Amazon is primed to become the next big advertising behemoth, with its ad revenue shooting up and industry honchos like Martin Sorrell predicting it could reach $100 billion.

Yet, as much as Amazon monetizes its inventory, it also has a bunch of assets with undeveloped ad strategies. Think Amazon Prime, Echo and Twitch.

In “The Big Story,” the AdExchanger team unpacks how Twitch could factor into Amazon’s next big ad agenda. The platform certainly has the potential to become the next YouTube, where users and influencers can upload and monetize their own videos.
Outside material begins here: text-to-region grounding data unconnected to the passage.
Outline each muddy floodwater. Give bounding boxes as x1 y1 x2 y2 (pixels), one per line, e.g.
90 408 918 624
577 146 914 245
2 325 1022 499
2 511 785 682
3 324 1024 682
But unlike YouTube, Twitch’s audience of gamers is notoriously anti-ad, so Amazon has an uphill climb to build out Twitch’s user base and monetize it at scale.

But don’t bet against Amazon. Considering it’s a company that went from selling books to becoming a major video portal and web services provider, it’s likely that Amazon can reposition Twitch into an advertiser’s new best friend.

Also, the AdExchanger team looks at the specifics around how Bayer, Anheuser-Busch InBev and T-Mobile are bringing marketing functions in-house. While the latter two brands cameoed in last week’s episode, this week they take a starring role as the team lays out where each company is in their programmatic in-housing journey and where they still need to go.

And finally, it’s off to Open World, the annual Oracle event that takes over San Francisco’s Moscone Center. This year the Marketing Cloud – after a few years of laying low – is back with new positioning within the Oracle structure and a new go-to-market strategy.

Did someone say customer data platform? That’s a trick question – everyone did. But Oracle said it most recently, and data infrastructure is becoming a major part of Oracle’s customer experience strategy. Oracle has been a big proponent of data recently – but traditionally, the enterprise tech giant had also been a big proponent of upselling its proprietary tech and getting its clients exclusively on All Oracle, All The Time.

Does the emergence of its CDP mean Oracle is bracing for a future where it’ll be part of a multivendor stack?